Many of these risk factors arise from one of the reasons cryptocurrency was developed in the first place, specifically to bypass traditional financial institutions with a medium of exchange that, by design, was intended to be effectively untraceable. While much has been done to bring the cryptocurrency sector to light, which has weakened the presence of this ethos in the community, it is still a factor.

Other risk indicators are linked to specific activities, such as "rapid movement of funds between accounts held on crypto exchanges with no apparent trading logic", the origin of the activity, such as sending/receiving from gaming platforms or exchanges operating in areas high-risk. jurisdictions identified as non-cooperative for anti-money laundering purposes, and the nature of counterparties, such as financial institutions or individuals subject to sanctions or based in sanctioned states. Onboarding issues may include "the level or volume of transactional activity is inconsistent with the customer's apparent financial profile, usual pattern of activities, occupational information, or stated business information." Some activities are often associated with ransomware and other cybercrime, such as a digital currency account linked or funded by multiple bank accounts at several different institutions, or going silent after a large initial digital currency transfer.

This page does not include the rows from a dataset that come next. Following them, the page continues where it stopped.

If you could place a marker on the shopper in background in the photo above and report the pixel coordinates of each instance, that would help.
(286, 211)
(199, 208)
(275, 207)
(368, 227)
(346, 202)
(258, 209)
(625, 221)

In general, J5 advises that institutions:

  • Prioritize the detection of layering involving cryptoassets, the phase of money laundering in which transactions are intentionally complicated to conceal the illicit origin of funds, throughout your relationship with your clients;
  • Exercise vigilance when dealing with cryptocurrency transactions linked to jurisdictions known for weak regulatory frameworks, inadequate anti-money laundering controls or high levels of corruption;
  • Monitor unusual counterparties, especially if they have exposure to darknet markets or mixed services;
  • Practice know-your-customer techniques to identify potential risks associated with cryptocurrency asset transactions and ensure compliance with regulatory measures; and
  • Detect and report ransomware-related financial flows and stop ransomware payments because they are a key point where criminals interact with the legitimate financial system.